On April 5, 2019, she said she learned that her prayers were heard.

“I was making dinner and I had the news on in the background. . . I heard something on the TV about Fisher-Price, and their Rock N’ Play sleeper,” she said. “I walked into the kitchen. And right there on the TV was a picture of the Rock N’ Play, the same thing that Emma died in. And I mean, I was holding a glass of wine and I just it just shattered everywhere.”

That day, the CPSC and Fisher-Price announced the recall, saying “over 30 infant fatalities have occurred.”

“The answer that I was regretfully demanding from God was delivered,” Richter said.

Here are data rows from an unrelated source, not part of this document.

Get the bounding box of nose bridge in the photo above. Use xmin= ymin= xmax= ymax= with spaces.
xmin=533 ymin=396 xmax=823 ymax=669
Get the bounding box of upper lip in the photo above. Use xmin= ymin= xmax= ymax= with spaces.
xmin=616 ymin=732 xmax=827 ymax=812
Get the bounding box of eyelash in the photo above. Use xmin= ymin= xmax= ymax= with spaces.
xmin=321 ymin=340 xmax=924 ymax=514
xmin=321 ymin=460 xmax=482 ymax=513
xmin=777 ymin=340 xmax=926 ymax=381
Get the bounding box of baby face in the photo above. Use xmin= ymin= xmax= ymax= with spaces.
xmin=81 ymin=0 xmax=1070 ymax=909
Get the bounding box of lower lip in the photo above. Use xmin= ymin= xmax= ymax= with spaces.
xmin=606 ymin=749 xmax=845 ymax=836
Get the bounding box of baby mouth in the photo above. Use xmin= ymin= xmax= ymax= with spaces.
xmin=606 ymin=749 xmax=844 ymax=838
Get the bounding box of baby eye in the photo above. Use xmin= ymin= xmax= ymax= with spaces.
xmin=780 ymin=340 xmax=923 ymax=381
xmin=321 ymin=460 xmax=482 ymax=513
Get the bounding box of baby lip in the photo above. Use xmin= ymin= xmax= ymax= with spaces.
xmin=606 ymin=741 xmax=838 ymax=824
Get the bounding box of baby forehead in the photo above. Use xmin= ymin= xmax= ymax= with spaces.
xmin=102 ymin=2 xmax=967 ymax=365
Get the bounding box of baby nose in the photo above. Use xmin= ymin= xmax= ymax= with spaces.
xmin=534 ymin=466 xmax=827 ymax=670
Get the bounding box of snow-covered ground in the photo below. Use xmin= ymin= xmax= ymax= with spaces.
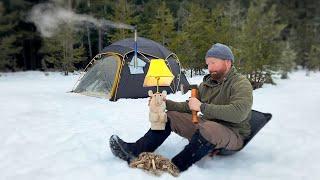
xmin=0 ymin=71 xmax=320 ymax=180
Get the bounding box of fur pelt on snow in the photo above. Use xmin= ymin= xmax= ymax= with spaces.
xmin=129 ymin=152 xmax=179 ymax=177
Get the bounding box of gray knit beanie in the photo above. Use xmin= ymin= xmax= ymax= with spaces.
xmin=206 ymin=43 xmax=234 ymax=63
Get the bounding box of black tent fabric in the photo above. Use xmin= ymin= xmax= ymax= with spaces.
xmin=218 ymin=110 xmax=272 ymax=155
xmin=72 ymin=37 xmax=189 ymax=101
xmin=102 ymin=37 xmax=172 ymax=59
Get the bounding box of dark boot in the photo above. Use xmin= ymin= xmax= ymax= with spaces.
xmin=109 ymin=120 xmax=171 ymax=163
xmin=171 ymin=130 xmax=215 ymax=172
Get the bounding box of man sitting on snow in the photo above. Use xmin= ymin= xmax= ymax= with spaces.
xmin=110 ymin=43 xmax=253 ymax=172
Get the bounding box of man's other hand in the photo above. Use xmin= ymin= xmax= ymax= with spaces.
xmin=188 ymin=97 xmax=201 ymax=111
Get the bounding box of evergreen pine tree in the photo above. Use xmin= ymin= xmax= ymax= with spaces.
xmin=150 ymin=1 xmax=174 ymax=46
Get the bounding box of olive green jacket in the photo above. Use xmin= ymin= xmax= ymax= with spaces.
xmin=166 ymin=67 xmax=253 ymax=137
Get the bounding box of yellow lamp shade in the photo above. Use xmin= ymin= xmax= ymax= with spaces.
xmin=143 ymin=59 xmax=174 ymax=87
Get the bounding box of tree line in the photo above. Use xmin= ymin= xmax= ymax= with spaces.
xmin=0 ymin=0 xmax=320 ymax=88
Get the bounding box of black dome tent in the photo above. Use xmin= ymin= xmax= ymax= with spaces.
xmin=72 ymin=37 xmax=189 ymax=101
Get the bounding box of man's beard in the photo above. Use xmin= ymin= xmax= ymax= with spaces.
xmin=210 ymin=66 xmax=227 ymax=81
xmin=210 ymin=71 xmax=224 ymax=81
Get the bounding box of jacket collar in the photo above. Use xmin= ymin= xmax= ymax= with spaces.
xmin=203 ymin=66 xmax=237 ymax=87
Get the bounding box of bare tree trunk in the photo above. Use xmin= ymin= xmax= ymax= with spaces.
xmin=98 ymin=27 xmax=103 ymax=53
xmin=87 ymin=25 xmax=92 ymax=59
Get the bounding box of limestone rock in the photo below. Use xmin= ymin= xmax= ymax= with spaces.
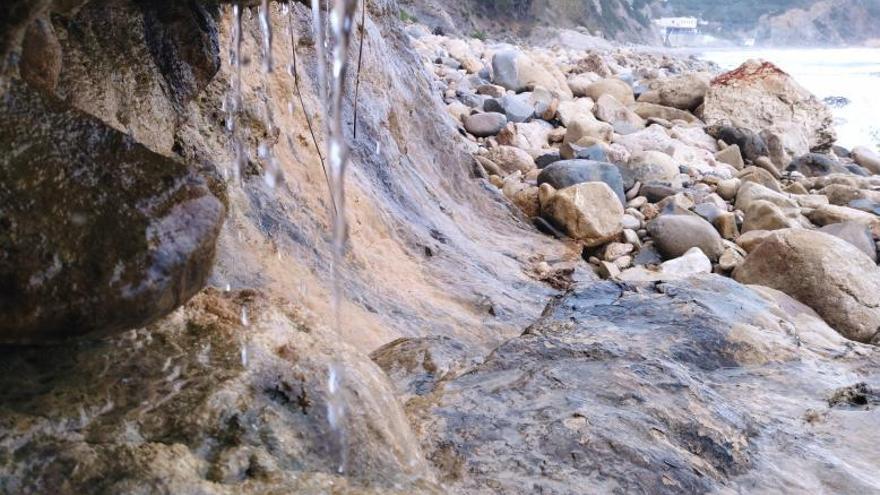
xmin=563 ymin=116 xmax=614 ymax=143
xmin=702 ymin=60 xmax=836 ymax=155
xmin=0 ymin=289 xmax=438 ymax=495
xmin=639 ymin=73 xmax=711 ymax=111
xmin=734 ymin=229 xmax=880 ymax=343
xmin=660 ymin=247 xmax=712 ymax=278
xmin=492 ymin=50 xmax=572 ymax=99
xmin=631 ymin=101 xmax=700 ymax=124
xmin=19 ymin=17 xmax=62 ymax=93
xmin=736 ymin=167 xmax=782 ymax=192
xmin=584 ymin=78 xmax=635 ymax=105
xmin=618 ymin=151 xmax=679 ymax=189
xmin=486 ymin=145 xmax=535 ymax=174
xmin=742 ymin=199 xmax=801 ymax=232
xmin=852 ymin=146 xmax=880 ymax=175
xmin=715 ymin=144 xmax=746 ymax=170
xmin=819 ymin=221 xmax=877 ymax=263
xmin=538 ymin=160 xmax=626 ymax=205
xmin=807 ymin=205 xmax=880 ymax=237
xmin=648 ymin=214 xmax=724 ymax=260
xmin=556 ymin=98 xmax=595 ymax=127
xmin=463 ymin=112 xmax=507 ymax=137
xmin=736 ymin=182 xmax=798 ymax=211
xmin=595 ymin=94 xmax=645 ymax=134
xmin=542 ymin=182 xmax=623 ymax=246
xmin=708 ymin=125 xmax=770 ymax=162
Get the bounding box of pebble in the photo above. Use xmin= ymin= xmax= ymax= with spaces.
xmin=626 ymin=196 xmax=648 ymax=208
xmin=718 ymin=249 xmax=743 ymax=272
xmin=614 ymin=255 xmax=633 ymax=270
xmin=626 ymin=182 xmax=642 ymax=200
xmin=623 ymin=214 xmax=642 ymax=230
xmin=599 ymin=261 xmax=620 ymax=280
xmin=603 ymin=242 xmax=634 ymax=261
xmin=623 ymin=229 xmax=642 ymax=249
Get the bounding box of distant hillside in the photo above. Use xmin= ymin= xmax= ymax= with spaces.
xmin=654 ymin=0 xmax=880 ymax=46
xmin=400 ymin=0 xmax=656 ymax=42
xmin=757 ymin=0 xmax=880 ymax=46
xmin=400 ymin=0 xmax=880 ymax=46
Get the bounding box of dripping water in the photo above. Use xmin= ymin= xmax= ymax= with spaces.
xmin=224 ymin=4 xmax=247 ymax=182
xmin=241 ymin=305 xmax=251 ymax=368
xmin=257 ymin=0 xmax=281 ymax=188
xmin=312 ymin=0 xmax=357 ymax=473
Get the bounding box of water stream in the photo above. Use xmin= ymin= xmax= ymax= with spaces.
xmin=312 ymin=0 xmax=357 ymax=473
xmin=226 ymin=0 xmax=358 ymax=473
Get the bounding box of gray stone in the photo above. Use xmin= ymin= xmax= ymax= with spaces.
xmin=706 ymin=125 xmax=770 ymax=162
xmin=785 ymin=153 xmax=846 ymax=177
xmin=464 ymin=112 xmax=507 ymax=137
xmin=819 ymin=222 xmax=877 ymax=262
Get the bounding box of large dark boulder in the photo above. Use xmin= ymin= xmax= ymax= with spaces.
xmin=0 ymin=82 xmax=224 ymax=342
xmin=707 ymin=125 xmax=770 ymax=162
xmin=140 ymin=0 xmax=220 ymax=108
xmin=538 ymin=160 xmax=626 ymax=203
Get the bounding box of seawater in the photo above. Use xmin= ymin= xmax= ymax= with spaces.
xmin=701 ymin=48 xmax=880 ymax=150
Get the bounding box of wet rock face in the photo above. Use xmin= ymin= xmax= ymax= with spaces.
xmin=140 ymin=0 xmax=220 ymax=108
xmin=411 ymin=275 xmax=878 ymax=494
xmin=0 ymin=289 xmax=440 ymax=495
xmin=0 ymin=82 xmax=224 ymax=342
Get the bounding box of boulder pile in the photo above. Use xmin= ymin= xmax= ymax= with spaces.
xmin=414 ymin=35 xmax=880 ymax=342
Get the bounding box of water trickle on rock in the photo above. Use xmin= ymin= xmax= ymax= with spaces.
xmin=312 ymin=0 xmax=357 ymax=473
xmin=224 ymin=4 xmax=247 ymax=182
xmin=257 ymin=0 xmax=281 ymax=188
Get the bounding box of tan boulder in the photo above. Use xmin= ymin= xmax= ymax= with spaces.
xmin=563 ymin=117 xmax=614 ymax=143
xmin=702 ymin=60 xmax=836 ymax=156
xmin=542 ymin=182 xmax=623 ymax=246
xmin=584 ymin=77 xmax=636 ymax=105
xmin=733 ymin=229 xmax=880 ymax=343
xmin=639 ymin=72 xmax=712 ymax=111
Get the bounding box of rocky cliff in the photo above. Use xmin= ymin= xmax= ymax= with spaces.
xmin=400 ymin=0 xmax=656 ymax=42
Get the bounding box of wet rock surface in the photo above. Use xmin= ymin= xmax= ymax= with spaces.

She has since filed a lawsuit claiming that the design of the Rock N’ Play was flawed and caused her daughter to asphyxiate.

Fisher-Price, wrote in its response to the lawsuit, denies “every allegation asserted.”

Trumka was not yet a CPSC commissioner or involved with the recall of the Rock N’ Play. But he and his wife owned one and threw it in the trash as soon as he learned about the recall.

“We put our infant son in that product. We didn’t think a company like Fisher-Price would sell a product if they knew . . . children were dying in the product,” he said. “It takes a lot to trust products after that.”

Today, the deaths of at least 97 babies have been tied to the Rock N’ Play even as company executives have continued to stand by the product as safe when used according to package directions.

But Congress in May banned the sale of the Rock N’ Play and other inclined sleeping products with the passage of the Safe Sleep for Babies Act.

“This is the legacy of so many lost children at the hands of a company who knew that they were dying. They knew that their product was killing infants every year. Every year they would get reports,” Richter said. “Do they have an acceptable quota of deaths? Is there a magic number?”